Why the Small Agent Suffers Most
The asymmetry is not accidental. The heavyweight GEMM worker grabs its time quantum and bulldozes through, while the lightweight FFT worker keeps getting interrupted mid-kernel, evicted from the SMs, and forced to wait for its next slice. Time-slicing hands out turns but respects no deadlines. For agent swarms—where routers, classifiers, and safety checkers must respond quickly to keep the pipeline moving—this means the most deadline-sensitive components degrade first and worst. The framework computes a Degradation Factor (DF) as shared p99 divided by solo p99, yielding a crisp metric to surface on a slide: 1.66 for the FFT, 1.18 for the GEMM.
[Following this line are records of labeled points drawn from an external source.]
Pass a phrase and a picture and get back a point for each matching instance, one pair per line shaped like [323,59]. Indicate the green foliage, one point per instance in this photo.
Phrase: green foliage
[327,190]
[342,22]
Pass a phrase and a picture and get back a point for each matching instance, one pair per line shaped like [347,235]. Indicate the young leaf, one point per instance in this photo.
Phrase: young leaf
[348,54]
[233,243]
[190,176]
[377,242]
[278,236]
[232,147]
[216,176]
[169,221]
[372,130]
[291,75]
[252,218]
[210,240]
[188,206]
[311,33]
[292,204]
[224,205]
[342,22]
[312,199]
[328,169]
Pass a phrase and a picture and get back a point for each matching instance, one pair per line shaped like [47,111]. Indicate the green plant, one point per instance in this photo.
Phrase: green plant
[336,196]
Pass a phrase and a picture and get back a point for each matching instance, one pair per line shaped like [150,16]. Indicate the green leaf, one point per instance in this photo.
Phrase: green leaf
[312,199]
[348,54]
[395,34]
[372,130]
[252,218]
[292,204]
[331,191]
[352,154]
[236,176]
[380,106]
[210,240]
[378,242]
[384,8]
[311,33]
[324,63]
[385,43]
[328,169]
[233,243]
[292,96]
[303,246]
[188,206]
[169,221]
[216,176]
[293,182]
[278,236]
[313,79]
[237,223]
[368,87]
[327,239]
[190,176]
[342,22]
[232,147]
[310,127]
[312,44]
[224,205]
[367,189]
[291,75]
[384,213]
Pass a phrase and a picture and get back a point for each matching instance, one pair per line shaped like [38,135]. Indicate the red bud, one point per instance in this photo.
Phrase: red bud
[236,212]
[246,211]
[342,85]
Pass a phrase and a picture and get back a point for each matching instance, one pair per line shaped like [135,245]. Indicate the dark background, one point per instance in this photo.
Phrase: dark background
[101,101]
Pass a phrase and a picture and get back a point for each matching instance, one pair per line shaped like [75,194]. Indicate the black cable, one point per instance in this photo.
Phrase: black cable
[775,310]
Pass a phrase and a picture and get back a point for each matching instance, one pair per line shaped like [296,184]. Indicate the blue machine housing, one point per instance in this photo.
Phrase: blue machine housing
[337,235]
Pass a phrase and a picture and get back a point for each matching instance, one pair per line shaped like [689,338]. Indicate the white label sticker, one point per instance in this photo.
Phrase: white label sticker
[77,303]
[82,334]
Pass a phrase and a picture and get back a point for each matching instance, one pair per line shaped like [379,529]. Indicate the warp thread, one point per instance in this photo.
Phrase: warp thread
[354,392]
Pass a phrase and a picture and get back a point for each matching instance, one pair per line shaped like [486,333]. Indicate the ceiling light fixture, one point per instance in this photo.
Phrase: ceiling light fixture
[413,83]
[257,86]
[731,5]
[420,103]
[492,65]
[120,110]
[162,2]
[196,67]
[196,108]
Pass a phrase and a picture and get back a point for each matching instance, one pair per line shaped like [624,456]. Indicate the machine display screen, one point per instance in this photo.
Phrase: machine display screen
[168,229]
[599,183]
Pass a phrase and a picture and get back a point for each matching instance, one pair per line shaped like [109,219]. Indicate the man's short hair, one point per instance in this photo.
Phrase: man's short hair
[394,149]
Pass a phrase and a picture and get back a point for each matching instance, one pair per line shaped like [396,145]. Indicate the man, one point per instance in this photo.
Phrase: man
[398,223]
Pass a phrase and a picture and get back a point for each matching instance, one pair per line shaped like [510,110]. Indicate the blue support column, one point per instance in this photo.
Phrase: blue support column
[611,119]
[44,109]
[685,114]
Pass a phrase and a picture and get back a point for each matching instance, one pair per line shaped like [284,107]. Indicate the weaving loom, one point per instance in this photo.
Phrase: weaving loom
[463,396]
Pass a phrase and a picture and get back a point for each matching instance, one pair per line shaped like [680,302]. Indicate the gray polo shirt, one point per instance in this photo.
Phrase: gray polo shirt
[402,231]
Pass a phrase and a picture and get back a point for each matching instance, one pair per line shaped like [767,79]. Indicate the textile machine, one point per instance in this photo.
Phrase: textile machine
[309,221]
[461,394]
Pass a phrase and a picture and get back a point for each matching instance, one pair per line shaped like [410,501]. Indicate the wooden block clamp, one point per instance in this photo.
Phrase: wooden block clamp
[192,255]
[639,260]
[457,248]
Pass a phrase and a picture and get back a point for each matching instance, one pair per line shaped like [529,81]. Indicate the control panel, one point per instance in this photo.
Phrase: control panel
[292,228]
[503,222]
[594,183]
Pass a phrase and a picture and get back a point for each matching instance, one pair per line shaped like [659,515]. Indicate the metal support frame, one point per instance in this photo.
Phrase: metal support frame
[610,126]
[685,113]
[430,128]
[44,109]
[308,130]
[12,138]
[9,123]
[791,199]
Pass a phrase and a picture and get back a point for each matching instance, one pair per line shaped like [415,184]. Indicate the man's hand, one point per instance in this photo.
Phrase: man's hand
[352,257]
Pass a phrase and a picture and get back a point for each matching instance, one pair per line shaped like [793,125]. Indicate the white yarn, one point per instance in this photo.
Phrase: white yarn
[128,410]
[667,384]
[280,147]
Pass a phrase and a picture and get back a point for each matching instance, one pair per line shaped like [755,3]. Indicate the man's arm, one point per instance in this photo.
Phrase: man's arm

Hardware Counters Confirm the Contention
To rule out measurement artifacts, the profiler also scrapes DCGM GPU-utilization counters every 100 ms. During shared execution, the FFT worker’s SM and DRAM activity spike as its cycles overlap with the GEMM hammering the same memory subsystem. The contention appears at two independent layers—application latency and silicon-level counters—leaving no doubt that the tail degradation is real.
From a $150 GPU to Production Swarms
The author deliberately chose an old, budget GPU to prove that bad scheduling doesn’t vanish on an H100; it just executes bottlenecks faster. “Throwing $30,000 at an orchestration flaw doesn’t fix the contention; it just lets you execute bad architecture in fewer milliseconds.” The findings echo challenges in 5G/6G RAN engineering, where operators co-locate latency-critical baseband processing with heavy LLM inference on edge servers. A latency-sensitive agent that misses deadlines can drop calls or, in extreme cases, disrupt emergency services.
Running the Experiment Yourself
The entire pipeline is open-source and designed to be boringly reproducible. On a node with K3s, NVIDIA drivers, the container toolkit, and the device plugin, three commands build, deploy, and collect results. The repo includes manifests for solo baselines and the shared scenario, plus a log parser that aggregates raw CUDA event timestamps into p50/p95/p99 histograms.
Caveats and Next Steps
The study is a deliberate micro-benchmark, not a datacenter capacity model. It uses only two agents, synthetic kernels, a single GPU generation, and no MPS or MIG. But the core insight holds: time-slicing buys capacity at the cost of isolation, and the latency-critical agent always pays the price. The solution isn’t to ban sharing but to measure the tail, attribute degradation, and schedule with silicon limits in mind. The tool gpudeg turns the vague feeling of “the GPU seems slow” into a quantifiable Degradation Factor. Part 3 of the series will tackle the PCIe commute in RAG pipelines by building a custom CUDA Top-K kernel to keep retrieval entirely on the GPU.